In psychotherapy there is a set of theories that are called “object relations.” In these theories, there is a recognition that we cannot have a self without early reflections from an other–primarily mothers. So these theories understand human distress as a disturbance in the person’s learned process of creating relationships with other persons, who are designated as objects. Object relations theories were a huge step forward from Freud’s view, in which there was little interest in the other people or the relationships, but just in the internal “drives” in the infant and adult. But even though these theories were better, there is something odd about calling a person an object.
Earlier I wrote about Aristotle’s view of friendships. Aristotle thought there were three kinds of friendships: Friendships of utility, friendships of pleasure, and friendships of admiration. This third kind of friendship, where we want to come to know another person because we admire their values and their ways of going at life, is really about wanting a real understanding and interaction with that other person–regardless of ourselves or the effects on us. It is about wanting to have a relationship with that other person as they really are, and not as we need them to be. This kind of relationship is based on a deep respect for who the other person really is, in their own life, separate from us.

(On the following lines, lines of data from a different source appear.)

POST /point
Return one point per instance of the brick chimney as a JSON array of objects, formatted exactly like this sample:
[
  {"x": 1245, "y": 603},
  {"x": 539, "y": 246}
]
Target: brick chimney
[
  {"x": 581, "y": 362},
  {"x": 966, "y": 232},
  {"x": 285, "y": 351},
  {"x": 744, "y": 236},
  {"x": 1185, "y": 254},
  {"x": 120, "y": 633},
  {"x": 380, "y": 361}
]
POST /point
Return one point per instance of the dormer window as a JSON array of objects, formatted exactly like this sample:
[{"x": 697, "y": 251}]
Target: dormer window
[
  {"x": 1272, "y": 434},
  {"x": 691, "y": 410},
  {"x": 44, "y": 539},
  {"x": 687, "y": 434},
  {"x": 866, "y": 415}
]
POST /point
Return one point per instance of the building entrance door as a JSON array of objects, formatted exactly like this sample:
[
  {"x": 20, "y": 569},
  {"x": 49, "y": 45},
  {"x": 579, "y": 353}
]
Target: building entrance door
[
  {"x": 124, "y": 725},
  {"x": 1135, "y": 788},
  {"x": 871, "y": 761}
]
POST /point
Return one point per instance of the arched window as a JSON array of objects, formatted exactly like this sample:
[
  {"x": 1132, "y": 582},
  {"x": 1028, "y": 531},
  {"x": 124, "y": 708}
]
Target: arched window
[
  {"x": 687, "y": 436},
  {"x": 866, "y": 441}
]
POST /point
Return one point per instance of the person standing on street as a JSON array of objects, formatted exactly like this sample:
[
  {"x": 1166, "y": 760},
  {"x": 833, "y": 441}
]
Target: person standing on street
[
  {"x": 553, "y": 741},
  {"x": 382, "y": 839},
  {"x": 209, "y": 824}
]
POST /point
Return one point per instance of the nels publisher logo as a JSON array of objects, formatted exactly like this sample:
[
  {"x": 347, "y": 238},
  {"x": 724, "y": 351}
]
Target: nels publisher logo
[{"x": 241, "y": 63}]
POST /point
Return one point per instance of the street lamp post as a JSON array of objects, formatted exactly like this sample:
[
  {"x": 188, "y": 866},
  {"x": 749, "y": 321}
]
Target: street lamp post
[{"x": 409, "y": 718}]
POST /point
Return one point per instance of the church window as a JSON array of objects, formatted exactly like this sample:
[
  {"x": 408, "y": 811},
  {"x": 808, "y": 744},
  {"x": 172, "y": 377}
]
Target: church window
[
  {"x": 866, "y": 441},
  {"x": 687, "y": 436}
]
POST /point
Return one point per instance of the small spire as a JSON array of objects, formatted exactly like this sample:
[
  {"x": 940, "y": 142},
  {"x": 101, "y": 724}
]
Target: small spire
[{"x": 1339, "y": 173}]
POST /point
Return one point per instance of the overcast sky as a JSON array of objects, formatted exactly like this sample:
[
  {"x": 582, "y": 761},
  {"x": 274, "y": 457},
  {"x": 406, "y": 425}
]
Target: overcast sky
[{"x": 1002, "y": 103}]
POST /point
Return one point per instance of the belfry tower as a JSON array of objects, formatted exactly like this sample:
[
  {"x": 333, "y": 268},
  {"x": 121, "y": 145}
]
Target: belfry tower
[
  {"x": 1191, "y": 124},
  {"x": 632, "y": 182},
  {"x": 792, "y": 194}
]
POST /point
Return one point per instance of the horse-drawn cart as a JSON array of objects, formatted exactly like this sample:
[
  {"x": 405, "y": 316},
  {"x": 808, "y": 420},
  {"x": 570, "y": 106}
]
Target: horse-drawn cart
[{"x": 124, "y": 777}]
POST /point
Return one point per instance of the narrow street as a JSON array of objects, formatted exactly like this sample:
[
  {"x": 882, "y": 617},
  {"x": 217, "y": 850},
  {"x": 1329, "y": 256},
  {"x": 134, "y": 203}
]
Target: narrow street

There is often the assumption early in a relationship, with friends or lovers, that we are going to make each other happy–because that is what happens in the beginning of a new relationship. We feel so happy to have found each other. So we assume that is its function. But the drivenness of infatuation fades, and the other person turns out to be a real person and not a cardboard character and not the fantasy we have in our heads, and the rubber hits the road. When this happens, some couples are disappointed but figure that is just life, no one is perfect; some couples give up and divorce or separate and look for the next infatuation rush; and some couples try to regain the illusion of infatuation between them.
But sometimes, when I am sitting with a couple, as we are talking through the disappointments, hurts, missteps and unskilled actions, a couple will have the courage to question their own assumptions.They will stop blaming the other persons for making them unhappy, and they will genuinely recognize that they themselves are the authors of their own unhappiness. They will begin to recognize how they are using each other as objects and not allowing themselves or each other to be real, flawed, human, human beings. And they will also recognize that they are each seeing themselves as an object who has to be what the other person wants or needs them to be.
When this shift begins to happen, it is sometimes as if they see each other for the first time. Not as how the other person makes them feel and not how the other person provides functions for them, but as a vulnerable person in a challenging world, sometimes magnificent and sometimes petty. And then there is a point where they have freedom from the expectations of each other. And then they can truly decide, even every day, to stay together as partners in life–not merged, but joined hand in hand– or they recognize that their initial decision to join forces was based on a terribly inaccurate illusion and that they cannot co-create lives in tandem. And that’s okay because it is real, and it frees them to be themselves. And for me, because I sometimes have the privilege of sitting with a couple when they begin to make this shift, it generates this profound sense of awe. There just is no other way to explain it.